Targeting the p53 pathway in non-small cell lung cancer: preclinical study on promising combination strategies in both TP53 wild type and TP53 mutant tumors
23 June 2016
UAntwerp - Campus Drie Eiken - Building Q - Promotiezaal - Universiteitsplein 1 - 2610 WILRIJK
Organization / co-organization:
Faculty of Medicine and Health Sciences
Prof P. Pauwels & Prof F. Lardon
PhD defence Christophe Deben - Faculty of Medicine and Health Sciences
The p53 protein is strongly involved in the cytotoxic response to DNA-damaging agents by acting as a transcription factor for genes regulating cell cycle distribution, senescence and apoptotic pathways. Consequently, disruption of p53’s normal function by either inactivating mutations in the TP53 gene or overexpression of its main negative regulator MDM2, has been associated with chemoresistance and poor survival.
In a patient-based study we showed the strong association between the presence of TP53 mutations and worse overall survival in non-small cell lung cancer (NSCLC) patients. Additionally, we demonstrated the relevance of the MDM2 SNP309 G-allele as a negative prognostic marker in TP53 wild type tumors. These data provide a logical rationale for targeting both wild type and mutant p53 in NSCLC to improve patient’s outcome.
Nutlin-3, an inhibitor of the MDM2-p53 interaction, induced a strong synergistic apoptotic response and cell cycle arrest when combined with cisplatin. This interaction was dependent on the presence of wild type p53 and was most efficient after sequential treatment of cisplatin, followed by nutlin-3. Interestingly, the synergistic effect of this combination strategy appeared to be stronger at low concentrations of both compounds, thereby possibly reducing unwanted side-effects.

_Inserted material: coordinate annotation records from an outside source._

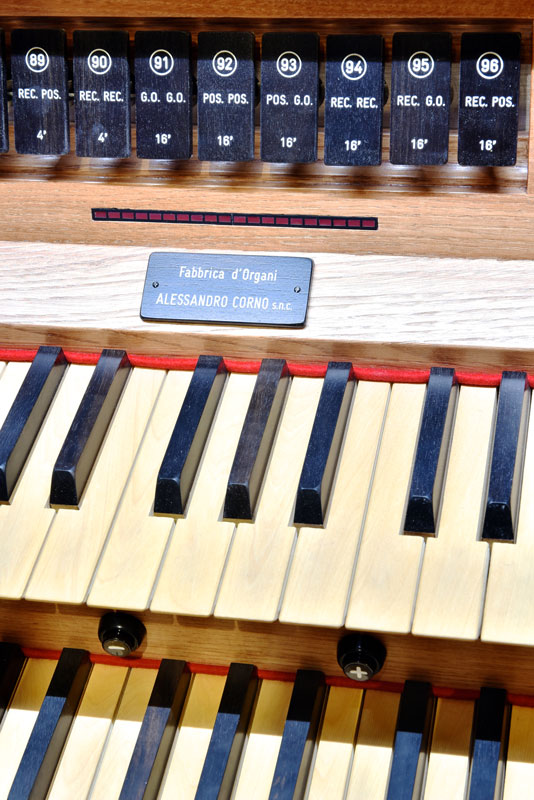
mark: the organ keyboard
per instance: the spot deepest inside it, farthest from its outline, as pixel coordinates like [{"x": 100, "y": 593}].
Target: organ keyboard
[{"x": 346, "y": 742}]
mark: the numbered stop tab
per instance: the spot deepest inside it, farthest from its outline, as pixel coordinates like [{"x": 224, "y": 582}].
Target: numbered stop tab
[
  {"x": 163, "y": 94},
  {"x": 353, "y": 100},
  {"x": 226, "y": 96},
  {"x": 101, "y": 94},
  {"x": 420, "y": 98},
  {"x": 489, "y": 99},
  {"x": 4, "y": 141},
  {"x": 289, "y": 97},
  {"x": 40, "y": 97}
]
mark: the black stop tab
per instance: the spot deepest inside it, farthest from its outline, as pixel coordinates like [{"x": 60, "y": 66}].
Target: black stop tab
[
  {"x": 40, "y": 97},
  {"x": 226, "y": 94},
  {"x": 489, "y": 99},
  {"x": 289, "y": 97},
  {"x": 4, "y": 139},
  {"x": 102, "y": 94},
  {"x": 354, "y": 95},
  {"x": 163, "y": 94},
  {"x": 420, "y": 98}
]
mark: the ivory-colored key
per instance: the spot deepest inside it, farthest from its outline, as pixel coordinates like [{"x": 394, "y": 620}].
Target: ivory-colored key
[
  {"x": 519, "y": 774},
  {"x": 128, "y": 569},
  {"x": 68, "y": 559},
  {"x": 191, "y": 744},
  {"x": 509, "y": 604},
  {"x": 259, "y": 556},
  {"x": 194, "y": 562},
  {"x": 336, "y": 744},
  {"x": 388, "y": 563},
  {"x": 448, "y": 762},
  {"x": 453, "y": 577},
  {"x": 20, "y": 718},
  {"x": 374, "y": 746},
  {"x": 120, "y": 744},
  {"x": 29, "y": 514},
  {"x": 263, "y": 741},
  {"x": 88, "y": 734},
  {"x": 322, "y": 566}
]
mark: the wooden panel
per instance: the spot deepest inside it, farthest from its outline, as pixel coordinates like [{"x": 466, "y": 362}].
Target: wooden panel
[
  {"x": 49, "y": 297},
  {"x": 270, "y": 8},
  {"x": 419, "y": 225}
]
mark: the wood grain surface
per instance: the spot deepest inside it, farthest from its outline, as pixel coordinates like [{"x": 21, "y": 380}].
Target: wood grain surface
[{"x": 369, "y": 309}]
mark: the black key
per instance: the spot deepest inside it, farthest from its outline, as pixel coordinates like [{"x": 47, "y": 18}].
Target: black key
[
  {"x": 300, "y": 730},
  {"x": 40, "y": 96},
  {"x": 163, "y": 94},
  {"x": 42, "y": 753},
  {"x": 431, "y": 453},
  {"x": 4, "y": 135},
  {"x": 354, "y": 97},
  {"x": 226, "y": 743},
  {"x": 226, "y": 96},
  {"x": 185, "y": 448},
  {"x": 256, "y": 438},
  {"x": 11, "y": 664},
  {"x": 420, "y": 98},
  {"x": 289, "y": 97},
  {"x": 489, "y": 99},
  {"x": 82, "y": 444},
  {"x": 507, "y": 462},
  {"x": 101, "y": 94},
  {"x": 23, "y": 422},
  {"x": 154, "y": 741},
  {"x": 413, "y": 724},
  {"x": 324, "y": 445},
  {"x": 487, "y": 744}
]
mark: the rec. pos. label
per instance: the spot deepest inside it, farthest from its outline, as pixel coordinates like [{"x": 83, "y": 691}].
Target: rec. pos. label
[{"x": 247, "y": 290}]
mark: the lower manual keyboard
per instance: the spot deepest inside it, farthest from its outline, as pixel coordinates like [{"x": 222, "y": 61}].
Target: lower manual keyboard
[{"x": 137, "y": 732}]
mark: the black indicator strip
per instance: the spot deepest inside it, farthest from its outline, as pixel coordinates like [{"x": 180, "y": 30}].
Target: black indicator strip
[{"x": 256, "y": 220}]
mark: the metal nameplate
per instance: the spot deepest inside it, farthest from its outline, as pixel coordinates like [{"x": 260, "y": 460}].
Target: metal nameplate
[{"x": 247, "y": 290}]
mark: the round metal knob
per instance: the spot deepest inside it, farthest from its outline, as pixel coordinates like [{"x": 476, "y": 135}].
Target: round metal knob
[
  {"x": 120, "y": 633},
  {"x": 360, "y": 656}
]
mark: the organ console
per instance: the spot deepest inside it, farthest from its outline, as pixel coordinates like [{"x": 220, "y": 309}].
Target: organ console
[{"x": 312, "y": 545}]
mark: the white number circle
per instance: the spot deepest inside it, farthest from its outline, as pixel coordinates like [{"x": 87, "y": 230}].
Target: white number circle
[
  {"x": 224, "y": 63},
  {"x": 420, "y": 64},
  {"x": 490, "y": 65},
  {"x": 288, "y": 64},
  {"x": 99, "y": 61},
  {"x": 161, "y": 62},
  {"x": 353, "y": 67},
  {"x": 37, "y": 59}
]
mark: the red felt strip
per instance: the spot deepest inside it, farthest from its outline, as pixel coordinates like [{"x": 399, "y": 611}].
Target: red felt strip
[{"x": 361, "y": 372}]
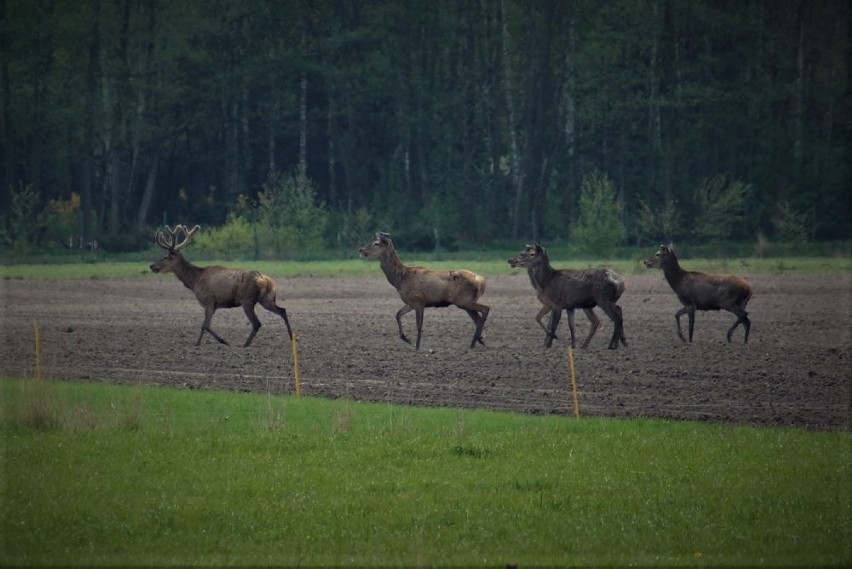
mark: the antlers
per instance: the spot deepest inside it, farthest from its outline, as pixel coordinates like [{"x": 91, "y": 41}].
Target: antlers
[{"x": 169, "y": 244}]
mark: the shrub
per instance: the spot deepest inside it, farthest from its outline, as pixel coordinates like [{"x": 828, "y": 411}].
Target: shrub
[
  {"x": 291, "y": 219},
  {"x": 599, "y": 227},
  {"x": 719, "y": 207}
]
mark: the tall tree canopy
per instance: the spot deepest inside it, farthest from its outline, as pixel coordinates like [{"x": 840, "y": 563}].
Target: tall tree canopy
[{"x": 466, "y": 120}]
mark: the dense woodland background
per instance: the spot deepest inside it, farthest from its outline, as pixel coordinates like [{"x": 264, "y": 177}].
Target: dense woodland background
[{"x": 462, "y": 122}]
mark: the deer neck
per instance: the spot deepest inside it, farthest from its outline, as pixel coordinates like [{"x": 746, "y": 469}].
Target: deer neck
[
  {"x": 531, "y": 275},
  {"x": 673, "y": 271},
  {"x": 393, "y": 268},
  {"x": 187, "y": 273},
  {"x": 541, "y": 274}
]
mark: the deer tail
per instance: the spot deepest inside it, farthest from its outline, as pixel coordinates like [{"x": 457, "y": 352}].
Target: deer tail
[{"x": 265, "y": 286}]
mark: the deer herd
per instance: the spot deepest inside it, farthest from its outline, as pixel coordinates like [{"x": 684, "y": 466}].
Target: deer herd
[{"x": 419, "y": 288}]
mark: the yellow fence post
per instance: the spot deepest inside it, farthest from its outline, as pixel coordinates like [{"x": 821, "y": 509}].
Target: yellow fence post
[
  {"x": 296, "y": 379},
  {"x": 573, "y": 382},
  {"x": 37, "y": 335}
]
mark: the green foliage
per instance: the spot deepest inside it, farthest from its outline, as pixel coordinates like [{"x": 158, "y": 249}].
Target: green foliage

Since p53 is mutated in over 50% of all NSCLC patients, our next goal was to restore mutant p53’s normal function using APR-246 to enhance the apoptotic response to cisplatin. We showed that APR-246 was able to overcome mutant p53 and hypoxia dependent resistance to cisplatin treatment in a synergistic manner. Translationally, this could greatly enhance clinical outcome in mutant p53 patients by overcoming chemoresistance.
Finally, APR-246 has been shown to induce oxidative stress by increasing intracellular reactive oxygen species (ROS) production. PARP-1 plays an important role in the repair of ROS induced DNA damage, which can be inhibited using the PARP-1 inhibitor olaparib. By combining both APR-246 and olaparib, this study has shown that intracellular ROS levels increased and DNA-damage accumulated in the cells leading to the induction of massive apoptosis.
In conclusion, this thesis shows the relevance of targeting the p53 pathway in NSCLC and provides preclinical evidence for several promising combination strategies.